The somatic mutations in the mutations.txt file is a MAF-like format described here. snvboxGenes.bed contains reference transcripts for each gene (described here), and the scores directory contains pre-computed scores (described here). You will also need to create a FASTA file of gene sequences by the following these instructions.

Running 20/20+

By default, the data is assumed to be located in the “data/” directory and mutations are “data/mutations.txt”. You can change the default by editing the config.yaml file. However you can also override the default from the command line by specifying variables with the –config argument. The following command executes the 20/20+ on a local machine.

$ snakemake -s Snakefile predict -p --cores 1 \
     --config mutations="data/mutations.txt" output_dir="output_pancan"

The –cores argument specifies the number of computer cores that are allowable to be used at a given time. In this example, the output will be saved in the “output_pancan” directory as specified by the output_dir parameter (also changeable in config.yaml).

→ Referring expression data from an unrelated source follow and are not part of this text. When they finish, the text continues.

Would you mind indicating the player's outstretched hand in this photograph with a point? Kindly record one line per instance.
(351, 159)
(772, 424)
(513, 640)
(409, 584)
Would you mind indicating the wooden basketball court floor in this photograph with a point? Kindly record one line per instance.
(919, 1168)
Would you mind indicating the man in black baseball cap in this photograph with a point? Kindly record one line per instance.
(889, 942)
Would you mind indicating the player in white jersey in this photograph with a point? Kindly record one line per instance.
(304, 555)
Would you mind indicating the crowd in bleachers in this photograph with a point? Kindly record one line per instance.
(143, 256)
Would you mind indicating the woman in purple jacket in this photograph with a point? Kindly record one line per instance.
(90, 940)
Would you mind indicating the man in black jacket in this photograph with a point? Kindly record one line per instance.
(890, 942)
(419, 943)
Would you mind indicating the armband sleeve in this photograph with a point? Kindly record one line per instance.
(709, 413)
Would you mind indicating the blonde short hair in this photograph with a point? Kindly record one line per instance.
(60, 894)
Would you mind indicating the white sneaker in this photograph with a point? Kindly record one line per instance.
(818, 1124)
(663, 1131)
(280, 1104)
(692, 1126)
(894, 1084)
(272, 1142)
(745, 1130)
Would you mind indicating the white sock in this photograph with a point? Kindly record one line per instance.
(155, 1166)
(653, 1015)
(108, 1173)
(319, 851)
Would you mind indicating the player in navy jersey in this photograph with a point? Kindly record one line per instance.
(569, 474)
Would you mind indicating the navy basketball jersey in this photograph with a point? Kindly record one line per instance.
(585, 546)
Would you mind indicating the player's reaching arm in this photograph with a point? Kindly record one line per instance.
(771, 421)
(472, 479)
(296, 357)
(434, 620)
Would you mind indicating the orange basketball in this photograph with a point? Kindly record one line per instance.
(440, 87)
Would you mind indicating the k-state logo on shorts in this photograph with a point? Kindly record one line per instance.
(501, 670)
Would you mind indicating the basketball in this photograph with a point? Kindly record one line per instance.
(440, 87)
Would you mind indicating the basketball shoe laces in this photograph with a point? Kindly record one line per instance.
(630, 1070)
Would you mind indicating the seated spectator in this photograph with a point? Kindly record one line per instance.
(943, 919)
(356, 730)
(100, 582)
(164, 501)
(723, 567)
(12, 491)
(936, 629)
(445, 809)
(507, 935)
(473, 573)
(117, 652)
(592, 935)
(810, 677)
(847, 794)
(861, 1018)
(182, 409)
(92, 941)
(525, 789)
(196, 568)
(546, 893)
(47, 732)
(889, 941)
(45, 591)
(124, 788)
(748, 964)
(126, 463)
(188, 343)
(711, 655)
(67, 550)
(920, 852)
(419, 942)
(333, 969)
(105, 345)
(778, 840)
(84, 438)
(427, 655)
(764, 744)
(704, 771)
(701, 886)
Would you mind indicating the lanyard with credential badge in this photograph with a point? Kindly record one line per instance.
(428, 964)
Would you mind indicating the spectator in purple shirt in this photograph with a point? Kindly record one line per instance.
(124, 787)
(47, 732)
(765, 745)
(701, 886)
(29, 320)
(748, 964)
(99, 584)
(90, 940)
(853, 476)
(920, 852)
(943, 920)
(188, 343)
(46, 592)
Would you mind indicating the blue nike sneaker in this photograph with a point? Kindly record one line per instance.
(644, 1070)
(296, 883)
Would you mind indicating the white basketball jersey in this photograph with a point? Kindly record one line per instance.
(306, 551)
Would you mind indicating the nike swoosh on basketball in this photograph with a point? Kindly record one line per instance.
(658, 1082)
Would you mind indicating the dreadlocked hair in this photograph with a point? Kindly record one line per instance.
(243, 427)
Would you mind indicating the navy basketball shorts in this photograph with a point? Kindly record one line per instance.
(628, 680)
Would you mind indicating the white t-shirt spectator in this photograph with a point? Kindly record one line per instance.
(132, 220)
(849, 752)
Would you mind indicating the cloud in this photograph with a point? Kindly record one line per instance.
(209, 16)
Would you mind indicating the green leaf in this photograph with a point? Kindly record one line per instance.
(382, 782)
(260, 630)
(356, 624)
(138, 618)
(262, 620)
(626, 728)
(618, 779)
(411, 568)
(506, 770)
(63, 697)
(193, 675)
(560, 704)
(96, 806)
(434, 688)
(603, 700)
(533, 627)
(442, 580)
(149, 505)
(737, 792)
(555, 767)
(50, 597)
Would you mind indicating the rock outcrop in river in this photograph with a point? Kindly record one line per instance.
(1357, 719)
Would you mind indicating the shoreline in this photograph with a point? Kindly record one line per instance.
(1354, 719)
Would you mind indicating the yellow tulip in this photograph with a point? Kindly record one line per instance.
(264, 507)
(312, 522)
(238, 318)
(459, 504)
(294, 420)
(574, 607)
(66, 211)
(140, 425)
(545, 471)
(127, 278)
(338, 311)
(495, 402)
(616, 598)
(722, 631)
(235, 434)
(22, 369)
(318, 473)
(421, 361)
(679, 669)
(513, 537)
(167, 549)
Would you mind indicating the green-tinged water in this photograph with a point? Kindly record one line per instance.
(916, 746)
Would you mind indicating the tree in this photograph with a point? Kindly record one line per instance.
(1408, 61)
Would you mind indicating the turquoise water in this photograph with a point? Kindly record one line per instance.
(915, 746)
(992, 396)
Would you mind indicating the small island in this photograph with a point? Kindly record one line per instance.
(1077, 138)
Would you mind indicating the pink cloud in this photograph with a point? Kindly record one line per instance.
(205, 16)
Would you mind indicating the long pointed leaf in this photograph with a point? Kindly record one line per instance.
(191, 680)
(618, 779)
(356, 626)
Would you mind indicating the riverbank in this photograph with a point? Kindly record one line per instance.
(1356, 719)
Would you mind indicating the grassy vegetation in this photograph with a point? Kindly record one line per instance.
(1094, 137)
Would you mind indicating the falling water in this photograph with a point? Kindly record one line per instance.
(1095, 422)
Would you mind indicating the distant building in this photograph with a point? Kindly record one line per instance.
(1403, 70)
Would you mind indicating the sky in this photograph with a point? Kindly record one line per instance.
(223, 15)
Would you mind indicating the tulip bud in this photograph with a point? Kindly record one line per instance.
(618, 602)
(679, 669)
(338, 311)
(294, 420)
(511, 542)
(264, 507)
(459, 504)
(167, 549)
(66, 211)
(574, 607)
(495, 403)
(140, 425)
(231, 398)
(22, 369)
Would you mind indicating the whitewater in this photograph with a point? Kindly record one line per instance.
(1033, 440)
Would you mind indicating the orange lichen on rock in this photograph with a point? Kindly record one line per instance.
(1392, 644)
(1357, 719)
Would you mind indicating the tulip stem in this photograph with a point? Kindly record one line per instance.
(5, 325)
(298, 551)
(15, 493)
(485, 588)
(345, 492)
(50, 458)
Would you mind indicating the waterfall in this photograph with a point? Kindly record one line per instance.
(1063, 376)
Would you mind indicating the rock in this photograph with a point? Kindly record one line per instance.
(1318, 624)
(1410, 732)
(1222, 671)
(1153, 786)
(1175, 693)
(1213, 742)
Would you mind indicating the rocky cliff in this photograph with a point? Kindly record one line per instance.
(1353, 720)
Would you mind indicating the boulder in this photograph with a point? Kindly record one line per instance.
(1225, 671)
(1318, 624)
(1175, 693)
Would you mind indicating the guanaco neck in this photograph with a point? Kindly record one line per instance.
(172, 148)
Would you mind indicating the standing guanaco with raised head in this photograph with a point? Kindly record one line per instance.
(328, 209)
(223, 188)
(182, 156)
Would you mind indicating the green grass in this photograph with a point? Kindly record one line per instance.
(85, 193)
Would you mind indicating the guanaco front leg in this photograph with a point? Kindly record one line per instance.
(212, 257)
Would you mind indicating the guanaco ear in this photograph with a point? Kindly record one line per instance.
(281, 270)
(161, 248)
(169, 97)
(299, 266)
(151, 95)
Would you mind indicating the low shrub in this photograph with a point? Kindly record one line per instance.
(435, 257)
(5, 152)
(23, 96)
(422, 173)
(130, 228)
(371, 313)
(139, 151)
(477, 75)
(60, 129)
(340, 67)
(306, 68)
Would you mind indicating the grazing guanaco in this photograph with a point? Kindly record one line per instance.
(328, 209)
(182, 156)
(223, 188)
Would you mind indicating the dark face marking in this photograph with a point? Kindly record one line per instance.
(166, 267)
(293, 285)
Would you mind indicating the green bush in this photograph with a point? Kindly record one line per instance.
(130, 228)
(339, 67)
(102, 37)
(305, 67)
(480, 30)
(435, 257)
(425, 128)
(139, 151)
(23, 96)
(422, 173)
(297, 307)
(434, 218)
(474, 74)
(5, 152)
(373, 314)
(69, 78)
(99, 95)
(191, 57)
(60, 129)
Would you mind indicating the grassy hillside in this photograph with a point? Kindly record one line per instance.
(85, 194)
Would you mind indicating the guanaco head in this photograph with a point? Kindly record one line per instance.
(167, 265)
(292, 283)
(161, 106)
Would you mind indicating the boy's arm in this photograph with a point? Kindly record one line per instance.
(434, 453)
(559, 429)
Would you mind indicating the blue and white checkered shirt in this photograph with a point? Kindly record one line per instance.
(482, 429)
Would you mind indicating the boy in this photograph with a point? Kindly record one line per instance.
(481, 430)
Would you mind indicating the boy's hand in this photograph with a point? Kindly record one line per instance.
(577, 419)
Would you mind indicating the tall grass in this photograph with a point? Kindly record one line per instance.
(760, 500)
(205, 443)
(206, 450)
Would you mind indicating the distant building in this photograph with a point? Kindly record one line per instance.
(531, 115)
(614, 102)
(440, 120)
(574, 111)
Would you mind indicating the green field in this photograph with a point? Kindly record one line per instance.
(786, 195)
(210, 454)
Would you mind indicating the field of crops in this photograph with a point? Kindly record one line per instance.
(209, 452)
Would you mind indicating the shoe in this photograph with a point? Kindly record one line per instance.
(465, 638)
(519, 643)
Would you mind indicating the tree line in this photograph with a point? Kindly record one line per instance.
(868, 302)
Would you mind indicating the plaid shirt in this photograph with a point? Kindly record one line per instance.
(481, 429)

It is generally recommended to run 20/20+ on a cluster to parallelize calculations. The below command will execute the 20/20+ pipeline on an SGE computer cluster using qsub, like in the previous cancer type specific analysis. The cluster submission command can be changed to fit your particular cluster scheduler.

$ snakemake -s Snakefile predict -p -j 999 -w 10 --max-jobs-per-second 1 \
     --config mutations="data/mutations.txt" output_dir="output_pancan" \
     --cluster-config cluster.yaml \
     --cluster "qsub -cwd -pe smp {threads} -l mem_free={cluster.mem},h_vmem={cluster.vmem} -v PATH=$PATH"

20/20+ output

Like in the quick start, you will find the result in output/results/r_random_forest_prediction.txt. There will be a p-value/q-value for the oncogene, tumor suppressor gene, and driver score. The file will also contain all of the features used for prediction.

Train a 20/20+ classifier

You can also train your own 20/20+ model to predict on new data (e.g. new cancer type specific data) using the train command. Training should be performed on a pan-cancer collection of mutations. This either could be those mutations used in our evaluation or a new collected set. Note, the provided pre-trained classifier on the downloads page is already trained on the mutations linked in the previous sentence. The file format for mutations is described here. Like above, the command can be easily modified to run on a cluster.

$ snakemake -s Snakefile train -p --cores 1 \
     --config mutations="data/my_pancancer_mutations.txt" output_dir="output"

where “data/my_pancancer_mutations.txt” is the file containing small somatic mutations and the trained 20/20+ model will be saved as “output/2020plus.Rdata”.